Santa Rosa's homeless population faces cold nights on streets

From a bench in Santa Rosa’s Old Courthouse Square, Rick Robinson glanced up at the temperature sign high on the U.S. Bank building on a gray, overcast Sunday morning. The red digits read 30.

Robinson, 58, said he had spent the night sleeping in the alcove of a Fourth Street shop, affording him a modicum of shelter and enabling him to stay reasonably warm.

“I just crawl inside the sleeping bag and zip it up,” he said, with the bag’s hood covering his head. “The tough part is getting up,” he said.

It was about 9 a.m. and the city square’s unofficial homeless population was stirring, with several people packing their gear in the middle of three towering redwoods on the west side of Mendocino Avenue.

“It’s a fairy ring. It’ll keep you warm,” Michael Campos, 33, said of the gathering spot while lighting a cigarette. Campos, who grew up in Guerneville, said he had been homeless for 21 years and wasn’t comfortable overnight.

“It was freezing,” he said, despite three layers of clothing: a nylon shirt, hoodie and black leather jacket. “Harley Davidson leather,” he said. “Quality leather.”

The mercury bottomed out at 27 degrees before dawn Sunday at the Charles M. Schulz-Sonoma County Airport, the National Weather Service said. On Friday, the agency issued a freeze alert for the weekend, warning that people remaining outdoors would be at risk for hypothermia, a potentially dangerous drop in body temperature triggered by prolonged exposure to cold.

A cluster of people toting bags and bundles of belongings gathered on the stage at the south end of the square. Campos said the city commons, the site of festivals and political rallies in fairer weather, is a gathering spot for men and women who sleep on the streets of downtown Santa Rosa.

“It’s a society,” he said, noting that “the cops haven’t bothered us.”

Campos said he can’t seek refuge in homeless shelters because the crowding gives him an anxiety attack. Years on the street have been rough, he said, “but made me a lot stronger.”

Sonoma County’s most recent homeless count, conducted on the streets one day last January, found there were 3,107 homeless people, including 1,037 who had shelter and 2,070 living in cars or sleeping on the street. The total was 27 percent lower than the 2013 count of 4,280 homeless people, a decline attributed to the improving economy.

In August, county supervisors discussed an ambitious plan to eliminate homelessness through a regional campaign to create new affordable housing for 2,000 people - at a cost of up to $110 million.

Nadine LaRose, who said she slept under the freeway Saturday night into Sunday morning, said the sub-freezing temperature caused burning in her arthritic knee.
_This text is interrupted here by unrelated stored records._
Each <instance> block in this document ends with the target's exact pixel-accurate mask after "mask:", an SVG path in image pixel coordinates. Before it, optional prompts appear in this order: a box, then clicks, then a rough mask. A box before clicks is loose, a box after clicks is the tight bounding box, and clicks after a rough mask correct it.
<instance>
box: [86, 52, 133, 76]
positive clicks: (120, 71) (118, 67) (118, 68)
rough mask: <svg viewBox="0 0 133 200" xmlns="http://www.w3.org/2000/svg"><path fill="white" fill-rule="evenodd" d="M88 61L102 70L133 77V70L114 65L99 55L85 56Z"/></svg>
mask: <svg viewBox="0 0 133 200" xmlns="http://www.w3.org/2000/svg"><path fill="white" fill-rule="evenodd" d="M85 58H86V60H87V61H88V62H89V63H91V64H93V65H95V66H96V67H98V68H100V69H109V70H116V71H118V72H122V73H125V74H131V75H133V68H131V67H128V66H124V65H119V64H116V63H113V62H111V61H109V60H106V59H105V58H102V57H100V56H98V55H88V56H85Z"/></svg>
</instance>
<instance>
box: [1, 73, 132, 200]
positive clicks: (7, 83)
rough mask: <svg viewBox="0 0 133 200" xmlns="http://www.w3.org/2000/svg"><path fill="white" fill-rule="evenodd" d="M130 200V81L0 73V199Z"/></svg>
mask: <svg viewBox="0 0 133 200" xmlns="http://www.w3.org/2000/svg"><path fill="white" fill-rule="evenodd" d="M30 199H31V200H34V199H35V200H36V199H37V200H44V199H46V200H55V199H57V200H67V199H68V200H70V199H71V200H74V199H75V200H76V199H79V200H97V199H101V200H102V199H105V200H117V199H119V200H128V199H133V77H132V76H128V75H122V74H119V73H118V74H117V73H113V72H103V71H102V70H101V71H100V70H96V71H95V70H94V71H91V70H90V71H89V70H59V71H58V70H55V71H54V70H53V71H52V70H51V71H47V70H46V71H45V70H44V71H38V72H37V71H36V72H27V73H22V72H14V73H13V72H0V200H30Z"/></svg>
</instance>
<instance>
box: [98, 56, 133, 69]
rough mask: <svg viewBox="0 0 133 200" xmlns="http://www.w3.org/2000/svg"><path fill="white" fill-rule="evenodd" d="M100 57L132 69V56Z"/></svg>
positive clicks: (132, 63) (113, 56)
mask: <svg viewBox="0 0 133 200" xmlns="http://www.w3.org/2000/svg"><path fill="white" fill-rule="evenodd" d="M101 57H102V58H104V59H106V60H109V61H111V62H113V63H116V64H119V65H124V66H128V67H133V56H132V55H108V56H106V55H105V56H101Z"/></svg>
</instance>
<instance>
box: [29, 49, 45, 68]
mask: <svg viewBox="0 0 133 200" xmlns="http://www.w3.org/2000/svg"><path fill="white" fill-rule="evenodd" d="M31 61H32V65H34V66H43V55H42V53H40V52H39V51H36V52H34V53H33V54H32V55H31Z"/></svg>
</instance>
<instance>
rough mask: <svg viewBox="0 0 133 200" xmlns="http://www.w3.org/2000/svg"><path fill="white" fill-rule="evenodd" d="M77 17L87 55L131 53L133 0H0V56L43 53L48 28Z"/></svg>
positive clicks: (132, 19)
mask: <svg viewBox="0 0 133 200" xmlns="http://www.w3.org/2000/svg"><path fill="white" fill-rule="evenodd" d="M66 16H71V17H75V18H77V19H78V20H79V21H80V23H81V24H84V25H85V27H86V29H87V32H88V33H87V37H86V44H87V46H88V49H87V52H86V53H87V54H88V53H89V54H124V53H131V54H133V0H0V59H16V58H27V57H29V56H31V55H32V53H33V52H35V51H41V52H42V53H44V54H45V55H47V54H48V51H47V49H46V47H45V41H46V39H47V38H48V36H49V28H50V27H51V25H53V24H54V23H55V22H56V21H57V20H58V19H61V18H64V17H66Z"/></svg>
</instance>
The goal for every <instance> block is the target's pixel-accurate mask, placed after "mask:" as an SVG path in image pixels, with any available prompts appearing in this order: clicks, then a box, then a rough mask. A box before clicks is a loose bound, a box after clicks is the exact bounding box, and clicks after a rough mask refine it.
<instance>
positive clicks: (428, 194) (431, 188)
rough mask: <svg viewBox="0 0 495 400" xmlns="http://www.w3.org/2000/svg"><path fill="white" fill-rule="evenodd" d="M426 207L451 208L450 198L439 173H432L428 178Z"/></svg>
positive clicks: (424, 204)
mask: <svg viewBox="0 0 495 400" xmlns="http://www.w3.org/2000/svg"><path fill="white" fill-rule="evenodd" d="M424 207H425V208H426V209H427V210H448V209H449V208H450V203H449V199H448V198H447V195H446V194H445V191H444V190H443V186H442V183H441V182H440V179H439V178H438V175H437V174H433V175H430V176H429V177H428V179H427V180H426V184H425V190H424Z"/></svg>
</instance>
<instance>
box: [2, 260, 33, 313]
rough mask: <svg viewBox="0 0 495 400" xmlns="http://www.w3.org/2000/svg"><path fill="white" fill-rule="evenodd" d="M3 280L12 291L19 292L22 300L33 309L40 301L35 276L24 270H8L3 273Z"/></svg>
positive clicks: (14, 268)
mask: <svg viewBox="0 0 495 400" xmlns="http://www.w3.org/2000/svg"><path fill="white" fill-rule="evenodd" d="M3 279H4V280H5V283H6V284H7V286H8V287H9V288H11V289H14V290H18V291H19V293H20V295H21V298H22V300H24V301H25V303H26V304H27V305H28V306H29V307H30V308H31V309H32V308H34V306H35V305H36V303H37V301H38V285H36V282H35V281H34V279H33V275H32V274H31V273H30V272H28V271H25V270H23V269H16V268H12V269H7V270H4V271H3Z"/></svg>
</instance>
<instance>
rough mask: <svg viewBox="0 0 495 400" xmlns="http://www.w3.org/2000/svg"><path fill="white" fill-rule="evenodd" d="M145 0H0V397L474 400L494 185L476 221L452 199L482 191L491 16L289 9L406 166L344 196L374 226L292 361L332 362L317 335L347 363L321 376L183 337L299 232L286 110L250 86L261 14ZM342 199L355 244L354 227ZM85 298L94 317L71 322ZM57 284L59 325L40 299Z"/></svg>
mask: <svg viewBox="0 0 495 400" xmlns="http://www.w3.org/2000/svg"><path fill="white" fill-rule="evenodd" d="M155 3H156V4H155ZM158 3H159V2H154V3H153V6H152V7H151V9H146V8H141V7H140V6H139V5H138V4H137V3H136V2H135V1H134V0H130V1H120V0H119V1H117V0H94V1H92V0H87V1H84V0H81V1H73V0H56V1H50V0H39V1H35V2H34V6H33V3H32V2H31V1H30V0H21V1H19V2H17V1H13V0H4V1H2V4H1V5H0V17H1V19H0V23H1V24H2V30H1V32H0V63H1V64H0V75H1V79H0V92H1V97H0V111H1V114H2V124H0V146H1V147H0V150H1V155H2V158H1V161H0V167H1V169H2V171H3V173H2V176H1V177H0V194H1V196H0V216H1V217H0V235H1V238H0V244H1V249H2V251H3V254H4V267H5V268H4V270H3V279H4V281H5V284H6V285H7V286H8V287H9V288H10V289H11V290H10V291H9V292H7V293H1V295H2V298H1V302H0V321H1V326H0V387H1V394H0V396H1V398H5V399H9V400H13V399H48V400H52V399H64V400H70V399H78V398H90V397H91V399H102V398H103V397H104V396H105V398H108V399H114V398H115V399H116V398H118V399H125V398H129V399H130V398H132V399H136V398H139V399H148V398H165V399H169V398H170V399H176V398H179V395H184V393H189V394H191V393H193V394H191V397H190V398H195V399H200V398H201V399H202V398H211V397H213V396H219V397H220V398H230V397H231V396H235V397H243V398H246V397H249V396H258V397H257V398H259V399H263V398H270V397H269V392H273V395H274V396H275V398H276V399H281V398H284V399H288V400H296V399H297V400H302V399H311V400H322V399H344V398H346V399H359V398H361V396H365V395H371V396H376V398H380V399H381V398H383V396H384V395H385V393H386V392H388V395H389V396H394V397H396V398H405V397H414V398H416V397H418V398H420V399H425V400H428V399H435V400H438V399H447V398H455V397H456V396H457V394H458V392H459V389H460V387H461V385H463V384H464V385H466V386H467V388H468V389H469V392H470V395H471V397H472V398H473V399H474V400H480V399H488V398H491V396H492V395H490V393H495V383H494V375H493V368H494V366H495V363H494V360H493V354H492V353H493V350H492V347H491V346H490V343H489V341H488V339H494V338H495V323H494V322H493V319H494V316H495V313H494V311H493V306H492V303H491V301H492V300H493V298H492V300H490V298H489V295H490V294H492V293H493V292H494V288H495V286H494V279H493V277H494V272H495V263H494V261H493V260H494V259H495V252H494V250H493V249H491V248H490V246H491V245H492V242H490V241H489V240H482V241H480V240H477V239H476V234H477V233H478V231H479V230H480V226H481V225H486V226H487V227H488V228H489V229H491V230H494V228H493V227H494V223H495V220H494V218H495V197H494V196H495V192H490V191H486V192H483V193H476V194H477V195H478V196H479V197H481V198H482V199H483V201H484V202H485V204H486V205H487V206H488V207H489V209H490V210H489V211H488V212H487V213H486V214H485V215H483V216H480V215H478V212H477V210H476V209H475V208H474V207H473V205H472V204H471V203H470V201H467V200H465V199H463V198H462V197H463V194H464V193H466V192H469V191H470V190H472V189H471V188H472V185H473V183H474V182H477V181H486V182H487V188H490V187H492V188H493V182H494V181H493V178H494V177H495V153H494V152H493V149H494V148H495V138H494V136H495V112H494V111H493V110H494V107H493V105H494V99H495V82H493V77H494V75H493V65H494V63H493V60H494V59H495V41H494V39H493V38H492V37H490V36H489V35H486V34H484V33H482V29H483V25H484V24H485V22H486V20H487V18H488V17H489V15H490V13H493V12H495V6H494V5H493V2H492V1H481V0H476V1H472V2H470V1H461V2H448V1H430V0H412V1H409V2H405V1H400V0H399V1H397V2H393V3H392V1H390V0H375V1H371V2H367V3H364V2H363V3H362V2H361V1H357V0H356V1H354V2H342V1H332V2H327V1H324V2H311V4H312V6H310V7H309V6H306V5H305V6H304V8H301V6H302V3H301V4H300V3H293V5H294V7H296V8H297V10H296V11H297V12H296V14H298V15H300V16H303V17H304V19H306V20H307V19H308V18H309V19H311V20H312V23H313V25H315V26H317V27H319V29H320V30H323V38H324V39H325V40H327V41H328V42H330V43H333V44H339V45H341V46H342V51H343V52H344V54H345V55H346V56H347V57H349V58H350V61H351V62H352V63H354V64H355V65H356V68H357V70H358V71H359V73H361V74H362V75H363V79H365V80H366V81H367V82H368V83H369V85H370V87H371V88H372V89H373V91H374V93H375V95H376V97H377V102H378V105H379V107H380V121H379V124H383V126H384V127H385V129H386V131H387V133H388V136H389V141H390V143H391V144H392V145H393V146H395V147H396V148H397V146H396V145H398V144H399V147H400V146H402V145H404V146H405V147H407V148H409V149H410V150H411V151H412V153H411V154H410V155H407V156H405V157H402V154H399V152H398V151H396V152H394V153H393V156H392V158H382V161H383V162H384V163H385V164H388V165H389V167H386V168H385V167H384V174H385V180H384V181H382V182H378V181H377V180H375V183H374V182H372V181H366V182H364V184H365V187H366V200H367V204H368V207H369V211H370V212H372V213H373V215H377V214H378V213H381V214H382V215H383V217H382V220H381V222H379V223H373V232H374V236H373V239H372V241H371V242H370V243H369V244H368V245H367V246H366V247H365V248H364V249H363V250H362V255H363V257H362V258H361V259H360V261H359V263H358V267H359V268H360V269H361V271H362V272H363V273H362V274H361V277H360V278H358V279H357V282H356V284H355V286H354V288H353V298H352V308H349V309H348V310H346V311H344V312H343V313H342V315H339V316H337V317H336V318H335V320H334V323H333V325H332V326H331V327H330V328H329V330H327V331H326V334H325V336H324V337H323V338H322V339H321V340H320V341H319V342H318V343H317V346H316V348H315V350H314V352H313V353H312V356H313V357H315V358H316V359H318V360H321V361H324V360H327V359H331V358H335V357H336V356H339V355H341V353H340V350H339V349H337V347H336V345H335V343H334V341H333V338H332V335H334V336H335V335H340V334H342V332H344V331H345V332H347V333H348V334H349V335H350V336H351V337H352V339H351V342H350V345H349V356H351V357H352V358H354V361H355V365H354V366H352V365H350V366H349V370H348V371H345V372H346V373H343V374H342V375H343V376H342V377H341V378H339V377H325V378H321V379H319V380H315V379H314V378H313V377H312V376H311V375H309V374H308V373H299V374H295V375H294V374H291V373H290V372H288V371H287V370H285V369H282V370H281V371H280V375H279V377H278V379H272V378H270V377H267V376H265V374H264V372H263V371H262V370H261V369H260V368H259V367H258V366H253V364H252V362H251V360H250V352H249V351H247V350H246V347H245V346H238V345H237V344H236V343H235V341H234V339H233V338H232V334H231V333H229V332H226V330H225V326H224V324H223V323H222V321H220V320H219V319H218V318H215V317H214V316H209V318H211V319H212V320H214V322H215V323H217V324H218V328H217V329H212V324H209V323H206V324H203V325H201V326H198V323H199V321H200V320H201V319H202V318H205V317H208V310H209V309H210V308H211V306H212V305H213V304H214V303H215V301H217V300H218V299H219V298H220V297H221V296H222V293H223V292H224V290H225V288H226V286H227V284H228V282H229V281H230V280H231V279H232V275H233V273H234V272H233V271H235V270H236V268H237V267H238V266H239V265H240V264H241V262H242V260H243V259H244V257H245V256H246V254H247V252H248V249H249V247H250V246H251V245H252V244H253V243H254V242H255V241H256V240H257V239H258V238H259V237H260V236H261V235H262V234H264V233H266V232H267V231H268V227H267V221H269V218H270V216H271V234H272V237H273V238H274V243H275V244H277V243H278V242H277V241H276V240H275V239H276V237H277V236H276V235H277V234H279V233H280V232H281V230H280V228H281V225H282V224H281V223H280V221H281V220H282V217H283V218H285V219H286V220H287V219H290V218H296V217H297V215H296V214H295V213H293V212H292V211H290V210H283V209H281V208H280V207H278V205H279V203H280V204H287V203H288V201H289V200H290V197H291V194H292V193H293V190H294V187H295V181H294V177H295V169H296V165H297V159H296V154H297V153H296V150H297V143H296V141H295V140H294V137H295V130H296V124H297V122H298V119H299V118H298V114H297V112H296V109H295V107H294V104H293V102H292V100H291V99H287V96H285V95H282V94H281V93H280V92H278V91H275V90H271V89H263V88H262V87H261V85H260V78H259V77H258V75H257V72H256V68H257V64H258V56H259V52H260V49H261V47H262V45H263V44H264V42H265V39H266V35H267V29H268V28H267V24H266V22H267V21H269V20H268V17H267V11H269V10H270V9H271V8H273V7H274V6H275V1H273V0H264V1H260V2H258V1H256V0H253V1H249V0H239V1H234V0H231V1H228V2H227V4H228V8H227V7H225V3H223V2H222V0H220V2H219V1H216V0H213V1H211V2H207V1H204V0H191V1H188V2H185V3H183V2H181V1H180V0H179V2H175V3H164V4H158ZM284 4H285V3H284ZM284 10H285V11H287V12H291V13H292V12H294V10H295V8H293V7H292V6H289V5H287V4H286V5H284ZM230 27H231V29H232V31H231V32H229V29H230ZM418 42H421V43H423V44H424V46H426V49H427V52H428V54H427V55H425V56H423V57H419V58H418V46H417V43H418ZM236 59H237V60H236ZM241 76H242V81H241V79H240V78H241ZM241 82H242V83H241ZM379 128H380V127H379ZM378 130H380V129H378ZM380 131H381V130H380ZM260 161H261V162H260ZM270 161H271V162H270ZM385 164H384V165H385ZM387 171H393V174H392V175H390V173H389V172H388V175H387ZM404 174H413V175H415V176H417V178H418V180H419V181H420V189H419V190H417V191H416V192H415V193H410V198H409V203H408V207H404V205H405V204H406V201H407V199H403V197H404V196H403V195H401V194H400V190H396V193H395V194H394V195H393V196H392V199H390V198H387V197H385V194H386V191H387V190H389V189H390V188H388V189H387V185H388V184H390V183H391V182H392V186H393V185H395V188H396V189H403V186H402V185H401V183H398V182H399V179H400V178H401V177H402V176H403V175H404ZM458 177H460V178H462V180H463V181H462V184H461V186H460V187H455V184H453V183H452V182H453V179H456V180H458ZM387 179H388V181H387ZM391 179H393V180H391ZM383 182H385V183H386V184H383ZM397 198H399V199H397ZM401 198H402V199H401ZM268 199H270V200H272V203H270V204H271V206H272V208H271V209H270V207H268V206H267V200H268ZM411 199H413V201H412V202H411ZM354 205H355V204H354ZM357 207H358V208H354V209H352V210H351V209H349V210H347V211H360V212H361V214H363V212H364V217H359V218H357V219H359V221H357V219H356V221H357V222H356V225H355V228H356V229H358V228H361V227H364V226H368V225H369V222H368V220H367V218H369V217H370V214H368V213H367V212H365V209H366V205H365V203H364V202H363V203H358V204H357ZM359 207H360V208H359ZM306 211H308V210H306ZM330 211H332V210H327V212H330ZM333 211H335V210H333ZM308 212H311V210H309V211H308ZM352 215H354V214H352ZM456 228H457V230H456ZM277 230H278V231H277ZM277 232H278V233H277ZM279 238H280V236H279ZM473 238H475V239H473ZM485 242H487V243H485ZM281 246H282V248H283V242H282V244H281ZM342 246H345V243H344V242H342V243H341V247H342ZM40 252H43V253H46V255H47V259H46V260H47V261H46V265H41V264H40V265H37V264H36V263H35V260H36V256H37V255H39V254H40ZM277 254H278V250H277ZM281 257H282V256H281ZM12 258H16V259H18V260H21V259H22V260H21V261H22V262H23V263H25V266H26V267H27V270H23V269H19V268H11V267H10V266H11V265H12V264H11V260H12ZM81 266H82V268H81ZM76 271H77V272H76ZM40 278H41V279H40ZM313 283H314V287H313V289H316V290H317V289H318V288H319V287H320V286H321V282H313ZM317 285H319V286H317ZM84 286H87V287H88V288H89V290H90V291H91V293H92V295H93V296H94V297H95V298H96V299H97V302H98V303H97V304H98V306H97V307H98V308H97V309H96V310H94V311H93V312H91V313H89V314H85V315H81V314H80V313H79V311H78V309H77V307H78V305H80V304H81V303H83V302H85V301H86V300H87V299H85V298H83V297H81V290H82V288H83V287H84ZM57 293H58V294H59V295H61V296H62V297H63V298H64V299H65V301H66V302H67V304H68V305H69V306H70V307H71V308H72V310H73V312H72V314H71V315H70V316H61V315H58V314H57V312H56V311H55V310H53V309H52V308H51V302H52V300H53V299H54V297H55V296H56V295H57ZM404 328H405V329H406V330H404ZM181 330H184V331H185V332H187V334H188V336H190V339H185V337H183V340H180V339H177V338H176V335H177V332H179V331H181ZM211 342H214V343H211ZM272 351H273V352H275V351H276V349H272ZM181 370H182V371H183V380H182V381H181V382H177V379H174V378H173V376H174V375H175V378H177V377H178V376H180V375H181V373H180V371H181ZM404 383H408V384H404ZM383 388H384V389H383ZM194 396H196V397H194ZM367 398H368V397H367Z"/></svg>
LaRose, a Santa Rosan who said she’s been homeless since her rental house burned down four years ago, said the shelters are full and she missed out on a housing voucher.

“I don’t drink; I don’t do drugs,” she said. “I have no way of keeping my body warm - except a blanket.”

LaRose said she functions as a “minister” to street people.

Her companion, who gave his name as Paul and said he was from Richmond, said he had been booted out of a rehab program for smoking a cigarette. “She’s trying to keep me straight,” he said, referring to LaRose.

“I don’t really have much to say,” Paul said. “I’m freezin’. It’d be nice to be inside.”

Robinson, who had his gear neatly stowed in a backpack and a duffel bag, was wearing a T-shirt under a sweatshirt and a thick winter coat he said he received from the Church of the Incarnation on Mendocino Avenue. A Bakersfield native, Robinson said he’d been homeless for five years.

Winter is no better for the homeless in Bakersfield, where a cold fog typically shrouds the Kern County oil city. Southern California weather will be more inhospitable than usual, he said, if the heavy rains from El Niño materialize.

Robinson was listening to KNBR, the San Francisco sports station, on a small portable radio.

“I’m hoping the 49ers could be doing something today,” he said, expressing the diehard football fan’s holiday wish.

The Niners lost, but Sonoma County’s homeless are due for a break from Mother Nature.

Clouds arriving with an incoming front will moderate temperatures and may bring light rain Monday morning, National Weather Service meteorologist Bob Benjamin said. The rest of the week will be clear with overnight temperatures in the low to mid-30s - rather than the 20s - with highs in the mid-50s.